"Les Harkis" raconte la vie de 1959 à 1962 de ces hommes algériens qui se sont engagés sous le drapeau français avec la promesse que jamais la France ne les abandonnerait. À travers l’histoire de Salah, de Kaddour et de Djilali qui rejoignent la harka placée sous les ordres du lieutenant Pascal, on comprend le quotidien de ces supplétifs chargés des basses oeuvres de l’armée française. Quand la rumeur des négociations menées par le Gouvernement français avec le FLM s’ébruite, leur inquiétude sur leur sort croît. Quand la victoire des fellaghas et l’indépendance se dessine, ils savent qu’aucun retour en arrière n’est pour eux possible. La seule issue est le départ en métropole avec leur famille. Mais la France a tôt fait d’oublier ses promesses et la détermination du seul lieutenant Pascal à les aider ne suffira pas.

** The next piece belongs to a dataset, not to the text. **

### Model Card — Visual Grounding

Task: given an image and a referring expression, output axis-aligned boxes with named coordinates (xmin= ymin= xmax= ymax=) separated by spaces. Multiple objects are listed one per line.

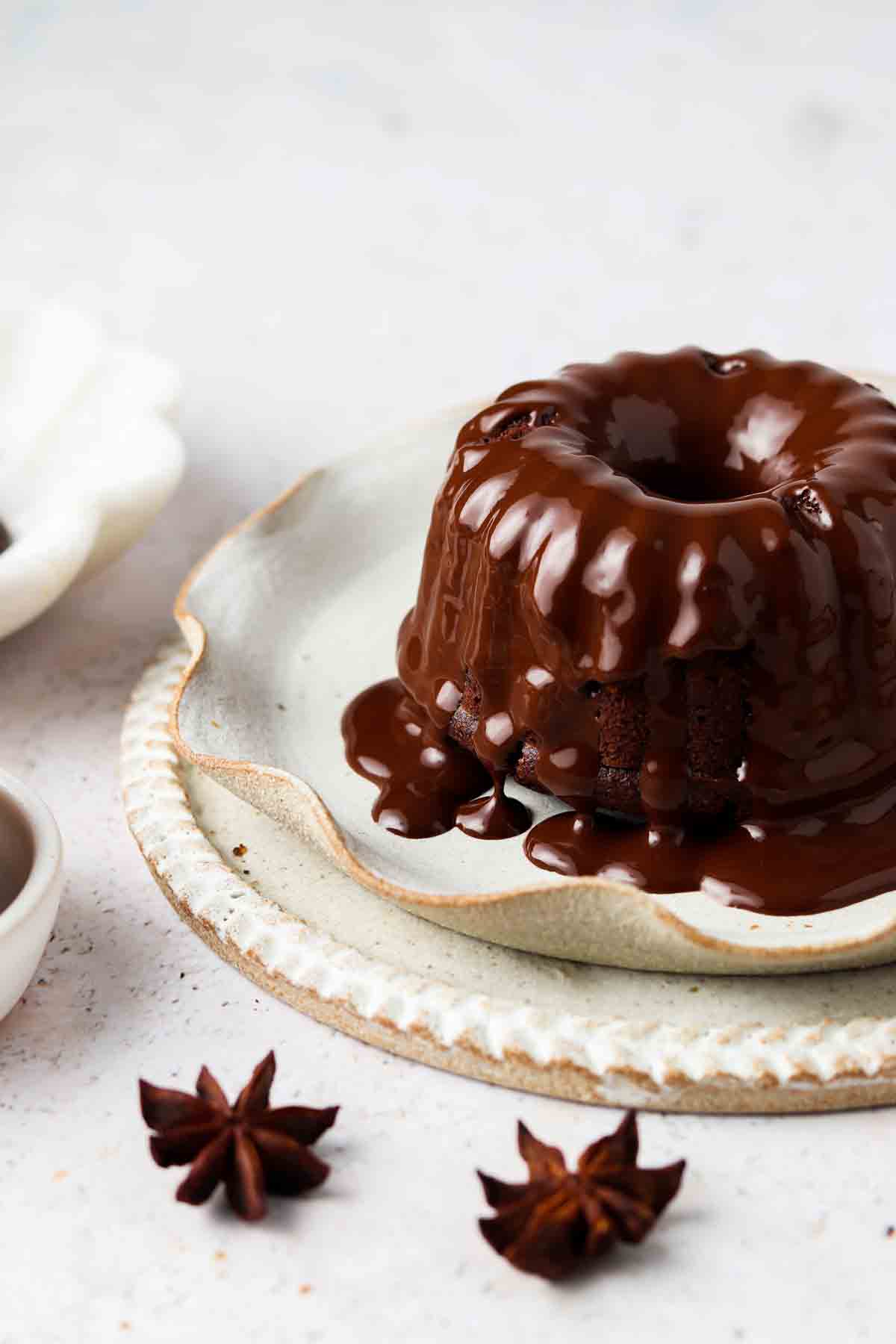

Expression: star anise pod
xmin=478 ymin=1110 xmax=685 ymax=1280
xmin=140 ymin=1050 xmax=338 ymax=1222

Philippe Faucon est un réalisateur toulonnais qui a creusé depuis trente ans un sillon original dans le cinéma français. Son oeuvre peut se lire comme le portrait d’une France post-coloniale qui n’a jamais réussi à solder un passé qui ne passe pas. La guerre d’Algérie en constitue le point aveugle dont les repercussions continuent à travailler la communauté maghrébine installée en France et compliquent son intégration. Philippe Faucon a obtenu la consécration en 2015 avec le César du meilleur film pour "Fatima". Mais ce film, qui est resté un semi-échec au box-office, ne lui a pas pour autant apporté la célébrité.
Les Harkis a deux qualités éminentes. La première est de lever le voile sur un pan oublié de notre histoire. Contrairement à un raccourci souvent répété, la guerre d’Algérie n’est pas la grande absente du cinéma français. Plusieurs films, plusieurs documentaires, et non des moindres, lui ont été consacrés : "Le Petit Soldat" de Jean-Luc Godard, "Avoir vingt ans dans les Aurés" de René Vautier, "La Guerre sans nom" de Bertrand Tavernier, "Mon Colonel" de Laurent Herbiet… Philippe Faucon lui-même s’était déjà frotté au sujet en adaptant le bref récit de Claude Sales "La Trahison". Pour autant, la guerre d’Algérie n’a pas laissé dans le cinéma français l’empreinte dont celle du Vietnam a marqué Hollywood.
La seconde est la méticulosité quasi documentaire avec laquelle Les Harkis radioscopie une panoplie de situations humaines. À travers les destins de Salah, de Kaddour, de Djelali, c’est un échantillon très représentatif des profils de ces hommes et des motifs pour lesquels ils s’engageaient qui est passé en revue : attachement sincère à la France et à l’Algérie française, réaction au crime barbare d’un frère par les fellaghas, nécessité économique de nourrir sa famille…. Ce souci sociologique poussé trop loin finit d’ailleurs par donner au film le ton un peu trop appliqué d’un essai de sciences politiques.
Le principal défaut du film est sa brièveté : une heure et vingt-deux minutes seulement pour une fresque qui aurait pu constituer la matière d’une série à épisodes. Les personnages y sont trop brièvement dessinés sans qu’on parvienne clairement à les identifier et a fortiori à s’y attacher. Le film se termine brutalement et a besoin de longs cartons explicatifs pour se clore, une autre page de la vie des harkis s’ouvrant après 1962, en Algérie ou en France.
Mais "Les Harkis" a un autre défaut. Il démontre, s’il en était besoin, que la France a en Algérie auprès de ces hommes doublement trahi sa parole. Elle l’a trahie en leur faisant miroiter une victoire sur les indépendantistes dont ils auraient pu partager les dividendes. Elle l’a trahie en leur promettant de les protéger dans la défaite alors qu’elle n’avait jamais eu l’intention ni les moyens de tous les rapatrier en métropole avec leurs familles.
La faute ne fait pas de doute. Mais, à elle seule, aussi grave soit-elle, elle peine à constituer le ressort dramatique de tout un film.